Juan se volvió con rapidez, algo sorprendido. Era obvio que no se había dado cuenta de que Pablo había llegado. Fue a hacerle caso a su amigo y dijo:
—¡Mi sombrero! Lo había dejado aquí… ¡Me lo han robado!
Pablo suspiró, se lo enseñó y dijo:
—No, amigo Juan, lo he cogido yo para enseñaros con qué facilidad os lo podrían haber robado. Y en vez del sombrero, me podría haber llevado un par de fardos con la misma facilidad. Ahora que están aquí los dos, les voy a dar un consejo. Mientras estén vuestras mercedes de viaje, o en una ciudad que no conozcan, háganme el favor de estar muy atentos y de no fiarse de nadie, lleve capucha o no. No tienen ni idea de con quién están compartiendo el trayecto, y se pueden llevar un disgusto. La segunda vez que viajé a Nêmehe lo hice a pie y se me ocurrió dormir en una venta. Y uno de los viajeros con los que compartí habitación, me robó mientras dormía. Así que, les suplico que estén más atentos, que no tengo ojos suficientes para cuidar de los dos a la vez.
Juan se puso en pie y Pablo le devolvió su sombrero. Tras ello le dijo a su amigo:
—Lamento haberme descuidado, amigo Pablo. No volverá a pasar.
Con una sonrisa, Pablo repuso:
—Eso espero. Quedaos aquí con Raquel, que vuelvo en seguida.

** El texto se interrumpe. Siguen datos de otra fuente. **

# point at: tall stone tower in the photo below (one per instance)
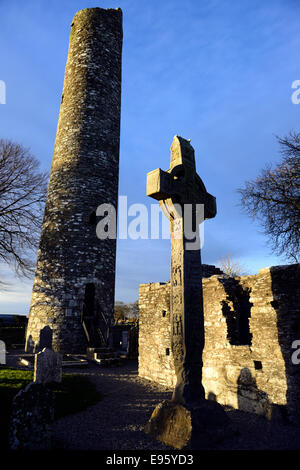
(75, 272)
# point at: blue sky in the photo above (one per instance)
(218, 72)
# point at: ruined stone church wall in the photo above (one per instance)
(250, 325)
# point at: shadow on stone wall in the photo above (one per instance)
(250, 398)
(237, 319)
(254, 400)
(286, 292)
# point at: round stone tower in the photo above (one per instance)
(75, 273)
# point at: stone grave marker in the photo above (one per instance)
(47, 367)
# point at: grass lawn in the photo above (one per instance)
(74, 394)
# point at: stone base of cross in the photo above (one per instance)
(188, 420)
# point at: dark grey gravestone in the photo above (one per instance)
(46, 335)
(31, 419)
(183, 422)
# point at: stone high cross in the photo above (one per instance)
(175, 189)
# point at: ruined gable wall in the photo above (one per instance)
(257, 375)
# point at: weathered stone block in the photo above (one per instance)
(189, 428)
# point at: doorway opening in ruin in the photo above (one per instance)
(237, 311)
(94, 324)
(89, 298)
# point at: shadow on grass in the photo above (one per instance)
(74, 394)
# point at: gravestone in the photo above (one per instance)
(2, 352)
(31, 419)
(46, 335)
(47, 367)
(188, 420)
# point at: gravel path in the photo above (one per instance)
(117, 421)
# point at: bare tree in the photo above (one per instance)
(22, 196)
(231, 266)
(274, 199)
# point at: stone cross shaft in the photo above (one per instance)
(177, 189)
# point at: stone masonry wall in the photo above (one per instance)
(73, 263)
(250, 325)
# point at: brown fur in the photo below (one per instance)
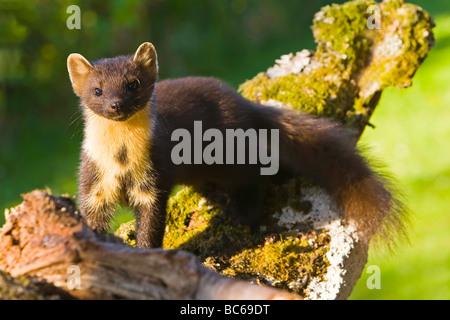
(126, 153)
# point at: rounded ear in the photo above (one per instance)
(146, 56)
(79, 69)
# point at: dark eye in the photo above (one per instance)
(98, 92)
(133, 85)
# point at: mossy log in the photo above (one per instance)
(49, 253)
(363, 47)
(301, 246)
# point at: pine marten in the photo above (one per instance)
(128, 148)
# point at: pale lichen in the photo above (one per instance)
(352, 64)
(301, 244)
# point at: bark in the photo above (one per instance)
(49, 253)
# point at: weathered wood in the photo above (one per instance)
(43, 239)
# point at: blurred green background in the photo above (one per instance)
(41, 128)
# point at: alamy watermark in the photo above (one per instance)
(373, 281)
(255, 142)
(374, 20)
(74, 20)
(74, 280)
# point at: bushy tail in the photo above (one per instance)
(325, 153)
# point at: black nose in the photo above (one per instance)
(115, 105)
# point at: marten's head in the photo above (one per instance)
(115, 88)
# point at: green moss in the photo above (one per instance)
(343, 80)
(288, 263)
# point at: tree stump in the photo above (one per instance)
(302, 246)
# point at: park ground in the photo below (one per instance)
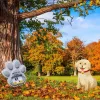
(48, 88)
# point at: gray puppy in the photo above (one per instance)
(14, 72)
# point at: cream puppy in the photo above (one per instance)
(85, 79)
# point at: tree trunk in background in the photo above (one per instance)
(75, 71)
(9, 36)
(48, 73)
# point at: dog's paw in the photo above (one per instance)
(14, 72)
(78, 87)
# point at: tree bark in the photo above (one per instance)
(48, 73)
(9, 36)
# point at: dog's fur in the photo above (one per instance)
(85, 79)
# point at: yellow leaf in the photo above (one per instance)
(76, 98)
(46, 97)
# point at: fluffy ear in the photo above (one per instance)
(16, 63)
(22, 68)
(89, 64)
(9, 65)
(5, 73)
(76, 64)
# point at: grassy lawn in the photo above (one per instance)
(47, 88)
(67, 78)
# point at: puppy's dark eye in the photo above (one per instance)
(84, 63)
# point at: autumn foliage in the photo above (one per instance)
(93, 51)
(43, 89)
(45, 52)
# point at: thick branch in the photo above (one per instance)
(4, 13)
(46, 9)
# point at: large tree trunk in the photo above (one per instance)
(48, 73)
(9, 36)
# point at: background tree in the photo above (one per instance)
(76, 50)
(12, 20)
(43, 49)
(93, 50)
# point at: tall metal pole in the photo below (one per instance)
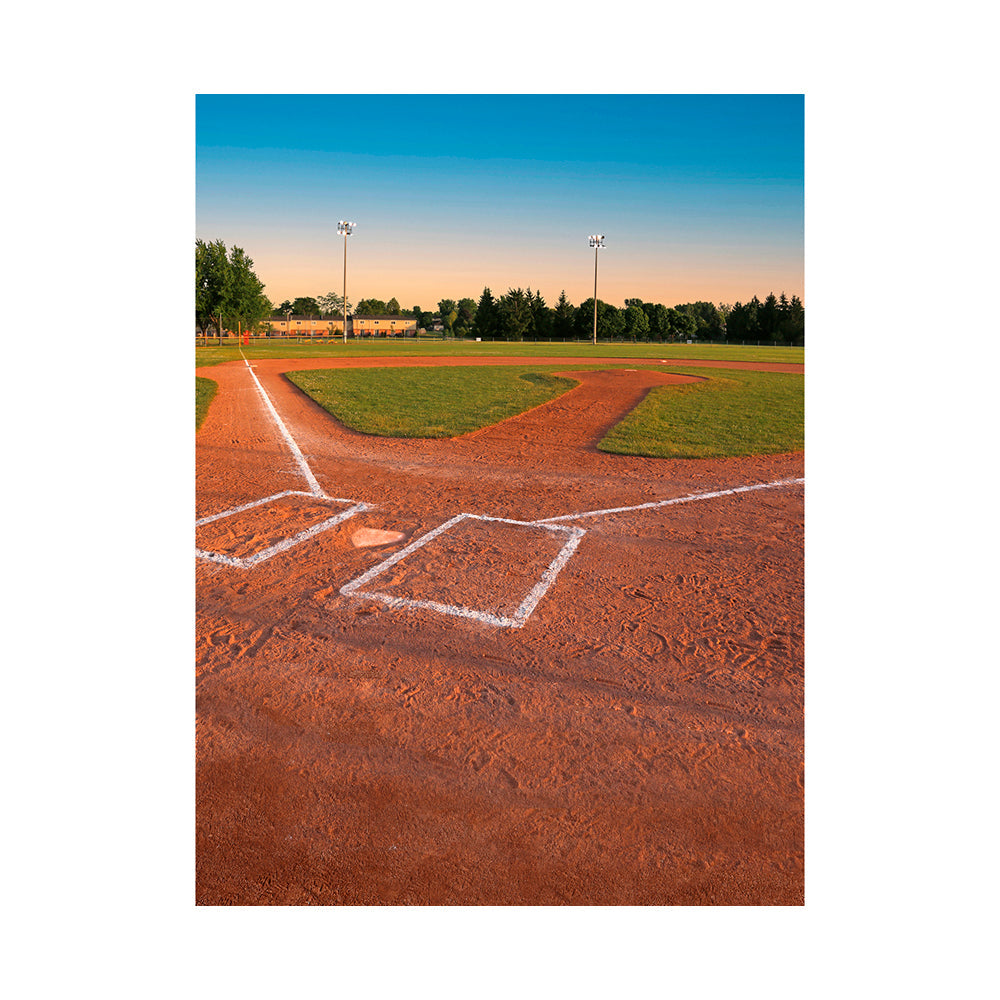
(597, 242)
(345, 229)
(595, 296)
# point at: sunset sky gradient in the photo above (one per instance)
(699, 197)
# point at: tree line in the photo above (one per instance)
(522, 314)
(228, 294)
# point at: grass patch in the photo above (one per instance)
(739, 413)
(408, 347)
(427, 402)
(204, 392)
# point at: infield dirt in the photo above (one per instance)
(638, 741)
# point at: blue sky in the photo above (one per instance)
(699, 197)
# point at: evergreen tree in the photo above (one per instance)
(485, 322)
(636, 323)
(514, 315)
(541, 316)
(562, 318)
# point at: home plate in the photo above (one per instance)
(365, 537)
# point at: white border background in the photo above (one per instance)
(100, 755)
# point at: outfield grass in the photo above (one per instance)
(409, 347)
(724, 415)
(204, 392)
(428, 402)
(738, 413)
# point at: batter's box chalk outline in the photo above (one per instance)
(285, 544)
(524, 610)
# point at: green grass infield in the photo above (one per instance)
(428, 402)
(204, 392)
(725, 415)
(409, 347)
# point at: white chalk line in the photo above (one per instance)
(524, 610)
(352, 588)
(315, 492)
(667, 503)
(315, 488)
(285, 544)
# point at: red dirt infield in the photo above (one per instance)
(636, 740)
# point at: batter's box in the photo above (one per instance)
(490, 569)
(253, 532)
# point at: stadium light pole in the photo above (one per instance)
(597, 242)
(345, 229)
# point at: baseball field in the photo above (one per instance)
(553, 655)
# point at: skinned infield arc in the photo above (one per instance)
(640, 743)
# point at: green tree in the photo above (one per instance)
(332, 304)
(424, 319)
(485, 322)
(212, 284)
(636, 323)
(610, 321)
(466, 310)
(656, 316)
(514, 312)
(562, 318)
(770, 318)
(306, 306)
(445, 309)
(227, 291)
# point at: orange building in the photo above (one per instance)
(382, 326)
(305, 326)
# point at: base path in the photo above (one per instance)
(568, 677)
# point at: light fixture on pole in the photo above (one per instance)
(345, 229)
(597, 242)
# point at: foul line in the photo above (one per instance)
(675, 500)
(314, 486)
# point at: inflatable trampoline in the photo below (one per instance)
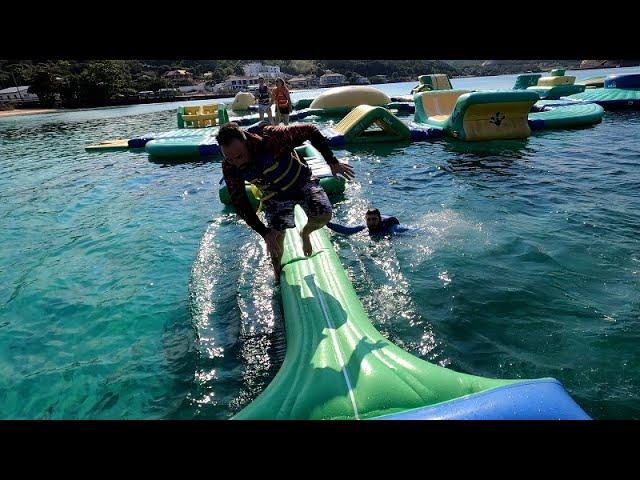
(427, 83)
(552, 87)
(339, 367)
(201, 116)
(620, 92)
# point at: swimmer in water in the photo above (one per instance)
(376, 223)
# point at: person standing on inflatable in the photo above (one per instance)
(263, 96)
(266, 158)
(282, 99)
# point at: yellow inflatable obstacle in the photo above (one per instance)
(438, 81)
(342, 99)
(201, 116)
(477, 115)
(242, 101)
(356, 127)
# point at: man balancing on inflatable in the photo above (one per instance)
(375, 222)
(265, 158)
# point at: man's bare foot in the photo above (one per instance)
(307, 249)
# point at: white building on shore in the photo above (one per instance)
(256, 69)
(17, 95)
(330, 79)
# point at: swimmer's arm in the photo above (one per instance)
(344, 229)
(298, 134)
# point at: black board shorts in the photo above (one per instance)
(315, 203)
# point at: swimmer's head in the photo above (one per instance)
(373, 218)
(233, 143)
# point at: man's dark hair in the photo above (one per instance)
(374, 211)
(228, 132)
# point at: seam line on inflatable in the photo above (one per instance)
(336, 346)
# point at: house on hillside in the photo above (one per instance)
(180, 77)
(256, 69)
(330, 79)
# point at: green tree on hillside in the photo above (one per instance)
(45, 85)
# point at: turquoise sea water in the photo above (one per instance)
(128, 291)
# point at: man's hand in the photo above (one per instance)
(273, 241)
(343, 169)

Tras ello, Juan y Raquel se sentaron en el suelo, junto a los fardos. Raquel estuvo reflexionando un rato acerca de lo que acababa de suceder, y se dedicó a observar al resto de compañeros de viaje, intentando adivinar si serían gente de fiar o no.
Finalmente, volvieron a subir los fardos a la galera, y a Raquel ya no le parecía absurda la obsesión de Pablo por no separarse nunca de ellos. Y siguieron su camino.